Bis heute ist Gerhard Heisler Fotograf aus Leidenschaft, eine Leidenschaft, die schon früh begann. Gerhard Heisler wurde 1941 in Mährisch-Ostrau geboren, im heutigen Tschechien. In der Familie gab es eine Neigung zur Kunst, die Malerin Ida Münzberg war eine Tante, die ältere Schwester von Gerhard Heisler ist Margarete Palz, die bekannte Textilkünstlerin. Gerade hat heisler zusammen mit ihr im Neunkircher ArtHouse eine Ausstellung gehabt (die SZ berichtete).
1946 wurde die Familie vertrieben, aus Prag ging es zuerst nach Hessen, dann nach Zweibrücken. Hier lebte Gerhard Heisler lange Zeit, erhielt eine erste Kamera als Geschenk. „Ich war mit neun Jahren in einer Kinderfreizeit auf Büsum. Und dort habe ich meine ersten Aufnahmen mit einer Agfa Clack gemacht“, erzählt er. Damals schon verkaufte er diese Fotografien an seine Mitreisenden. Doch genau in diesem Jahr erblindete Gerhard Heisler durch einen Unfall auf dem linken Auge. Und trotzdem ist es ihm gelungen, eine Karriere als Fotograf zu machen.
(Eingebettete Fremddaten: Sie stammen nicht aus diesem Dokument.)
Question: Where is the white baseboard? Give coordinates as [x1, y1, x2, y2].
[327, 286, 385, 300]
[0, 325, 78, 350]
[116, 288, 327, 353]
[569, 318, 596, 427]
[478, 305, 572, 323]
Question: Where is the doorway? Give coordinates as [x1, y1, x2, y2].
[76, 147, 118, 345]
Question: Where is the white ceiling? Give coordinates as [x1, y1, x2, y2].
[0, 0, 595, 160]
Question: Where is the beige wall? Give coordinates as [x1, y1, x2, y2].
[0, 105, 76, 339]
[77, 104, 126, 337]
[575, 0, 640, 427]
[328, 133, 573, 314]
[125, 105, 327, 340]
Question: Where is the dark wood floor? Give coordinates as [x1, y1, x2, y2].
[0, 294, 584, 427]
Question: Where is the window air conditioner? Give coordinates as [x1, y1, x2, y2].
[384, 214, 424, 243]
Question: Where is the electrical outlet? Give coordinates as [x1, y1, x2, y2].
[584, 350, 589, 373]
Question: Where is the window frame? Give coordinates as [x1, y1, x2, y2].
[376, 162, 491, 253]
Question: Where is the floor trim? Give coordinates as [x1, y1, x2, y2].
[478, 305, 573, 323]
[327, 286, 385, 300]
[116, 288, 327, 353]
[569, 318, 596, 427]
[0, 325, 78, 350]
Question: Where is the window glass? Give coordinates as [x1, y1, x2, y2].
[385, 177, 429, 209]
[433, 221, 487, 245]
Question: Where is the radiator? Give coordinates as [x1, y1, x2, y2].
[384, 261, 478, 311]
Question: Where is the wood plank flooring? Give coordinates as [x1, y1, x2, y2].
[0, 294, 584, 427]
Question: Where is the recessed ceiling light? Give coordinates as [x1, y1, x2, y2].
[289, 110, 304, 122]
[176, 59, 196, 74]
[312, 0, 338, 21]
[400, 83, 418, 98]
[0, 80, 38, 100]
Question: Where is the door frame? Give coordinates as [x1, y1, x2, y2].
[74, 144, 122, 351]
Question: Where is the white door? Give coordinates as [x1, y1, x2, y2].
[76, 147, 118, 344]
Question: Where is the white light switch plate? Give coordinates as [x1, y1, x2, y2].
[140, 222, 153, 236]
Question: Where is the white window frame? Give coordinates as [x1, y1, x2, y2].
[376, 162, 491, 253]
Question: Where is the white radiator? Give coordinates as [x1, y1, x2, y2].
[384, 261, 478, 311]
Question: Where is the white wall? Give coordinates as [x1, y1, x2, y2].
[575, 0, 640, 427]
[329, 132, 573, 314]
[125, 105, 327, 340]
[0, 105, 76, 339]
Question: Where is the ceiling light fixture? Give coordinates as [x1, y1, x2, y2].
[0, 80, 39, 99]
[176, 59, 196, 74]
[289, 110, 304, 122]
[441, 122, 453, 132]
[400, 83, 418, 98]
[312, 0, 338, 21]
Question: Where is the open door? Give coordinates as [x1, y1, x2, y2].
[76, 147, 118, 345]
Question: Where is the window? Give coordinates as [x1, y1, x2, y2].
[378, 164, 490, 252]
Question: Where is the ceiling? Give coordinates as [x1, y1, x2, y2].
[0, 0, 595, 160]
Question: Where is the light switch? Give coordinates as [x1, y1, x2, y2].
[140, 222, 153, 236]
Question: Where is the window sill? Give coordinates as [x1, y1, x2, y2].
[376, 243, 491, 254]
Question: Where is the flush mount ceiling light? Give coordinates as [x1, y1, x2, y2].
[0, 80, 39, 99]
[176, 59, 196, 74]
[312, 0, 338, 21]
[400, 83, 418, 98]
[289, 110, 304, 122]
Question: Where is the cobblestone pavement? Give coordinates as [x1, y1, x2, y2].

Als er ein junger Mann war, entschied der Vater erstmal, dass Heisler eine Ausbildung zum Drogisten machen sollte. Und hier wurde der Grundstein gelegt. Denn damals hatten Drogerien Fotoabteilungen, und in der Berufsschule in Saarbrücken lernte Heisler alles, was es damals über das Fotografieren und Entwickeln der Aufnahmen zu lernen gab, gleichzeitig machte er die Bekanntschaft der Schüler des einzigartigen Fotopioniers Otto Steinert. Daher war schnell klar, dass Heisler nach der Ausbildung zum Drogisten auch noch eine Lehre als Fotograf absolvierte, „aber ohne auf die Schule gehen zu müssen“, betont er. Trotzdem legte er diese Prüfung als Bester ab. Und als er danach eine Stellenanzeige der Bundesregierung las, in der ein Fotograf gesucht wurde, reiste er tags drauf nach Bonn, reichte eine Mappe ein, und erhielt 3 Tage später die Zusage. „So wurde zuerst Konrad Adenauer, dann Ludwig Erhard mein Chef“, sagt Gerhard Heisler lachend.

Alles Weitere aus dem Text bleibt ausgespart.